The Jesus movement was an awakening to Christ, which most believe started among American West Coast youth in the late 1960ss. It spread across North and Central America, as well as Europe. The movement changed the face of evangelical Christianity.
What Set the Stage for the Jesus Movement?
In the 1960s-70s, American youth searched for and created countercultural ways of life, contrary to what they saw in their parents (often predictable and traditional) lives. Hitler’s defeat had brought idealism after World War II, but the Vietnam War replaced that optimism with disappointment. Many youths became angry with “the establishment,” staging anti-war protests on college campuses and major cities.
American society was undergoing drastic upheaval—much of it leading to good, but sometimes mixed, results. This period saw the rise of the American civil rights movement inspired by Rev. Dr. Martin Luther King, Jr. Women’s rights and feminism’s growing popularity impacted families nationwide. The charismatic movement affected many churches. Change was in the air everywhere.
For many teens and young adults, these two decades presented an opportunity to break free from conventions. They experimented with psychedelic drugs, free love, and communal living. They sought to “turn on, tune in, and drop out,” a phrase often attributed to Timothy Leary in 1966.

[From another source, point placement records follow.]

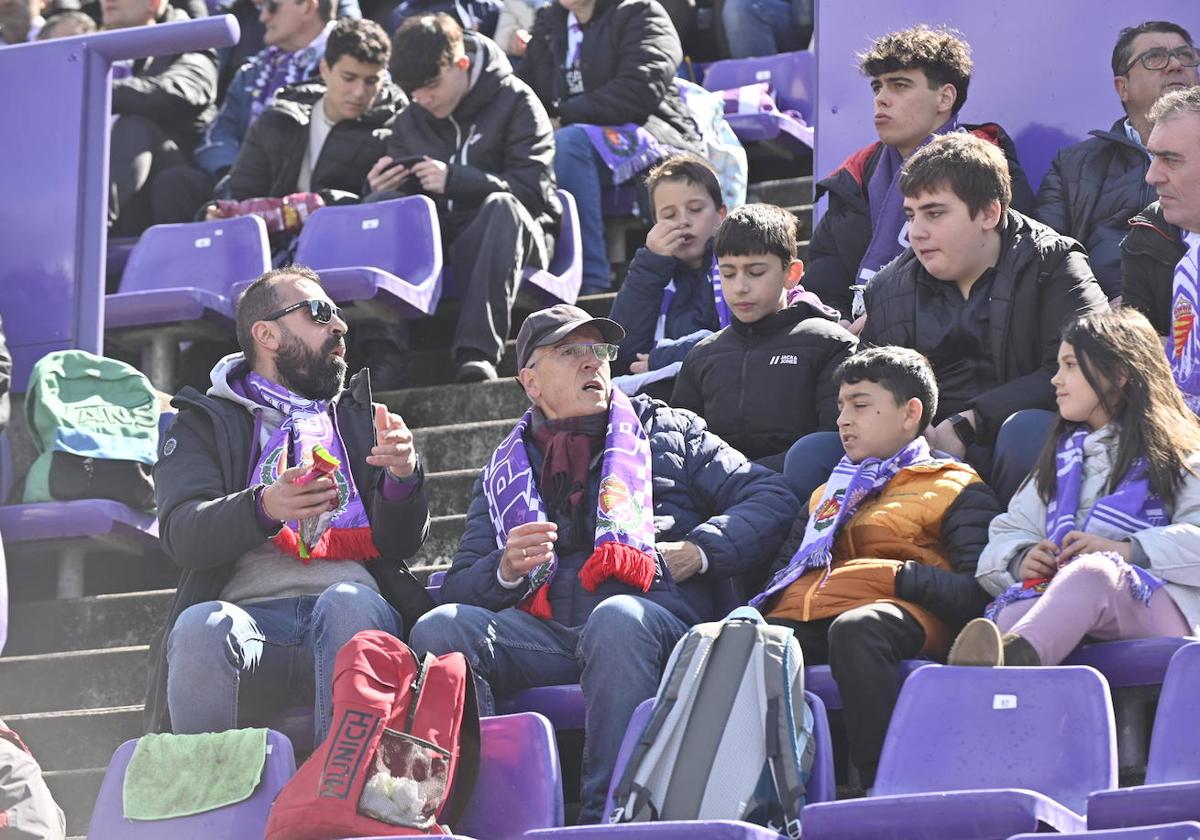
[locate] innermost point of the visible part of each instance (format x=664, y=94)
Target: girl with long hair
x=1103, y=539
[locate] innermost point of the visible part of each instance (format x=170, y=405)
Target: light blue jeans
x=231, y=665
x=617, y=657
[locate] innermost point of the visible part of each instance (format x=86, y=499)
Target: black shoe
x=477, y=370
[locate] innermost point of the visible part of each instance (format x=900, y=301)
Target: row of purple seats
x=519, y=765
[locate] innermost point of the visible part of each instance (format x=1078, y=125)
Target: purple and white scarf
x=624, y=504
x=889, y=229
x=849, y=486
x=1183, y=343
x=340, y=534
x=1127, y=510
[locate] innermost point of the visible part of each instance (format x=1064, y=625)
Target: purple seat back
x=245, y=820
x=1013, y=61
x=1175, y=743
x=792, y=77
x=52, y=223
x=957, y=729
x=211, y=256
x=399, y=237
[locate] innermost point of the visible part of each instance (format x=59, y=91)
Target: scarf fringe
x=616, y=559
x=335, y=545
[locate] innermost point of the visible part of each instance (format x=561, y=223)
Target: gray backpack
x=730, y=736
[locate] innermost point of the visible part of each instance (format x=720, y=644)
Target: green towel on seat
x=174, y=775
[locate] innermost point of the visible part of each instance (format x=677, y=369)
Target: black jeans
x=863, y=647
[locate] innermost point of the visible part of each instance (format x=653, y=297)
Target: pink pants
x=1090, y=597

These were the years of the Beatles, Woodstock, love-ins, flower power, LSD, pot, hippies, and “make love, not war.” San Francisco’s Height-Ashbury neighborhood was a central destination for teens running away from home and hitchhiking across the country to find out if they could make better lives. They got involved in causes and communes offering “peace, love, dove.”
While these young people were initially disillusioned with their parents’ way of life, their countercultural journeys didn’t provide the answers either. After several years of seeking their own solutions, they found sexual abandon, bare feet, bellbottoms, and substance use weren’t leading them to healthier lives. Amid the guitar playing, garden growing, and shared living, there were sexually transmitted diseases, homelessness, and overdoses. Bobby Kennedy and Dr. King were assassinated. Cults like Jonestown sprang up, often ending in tragedy.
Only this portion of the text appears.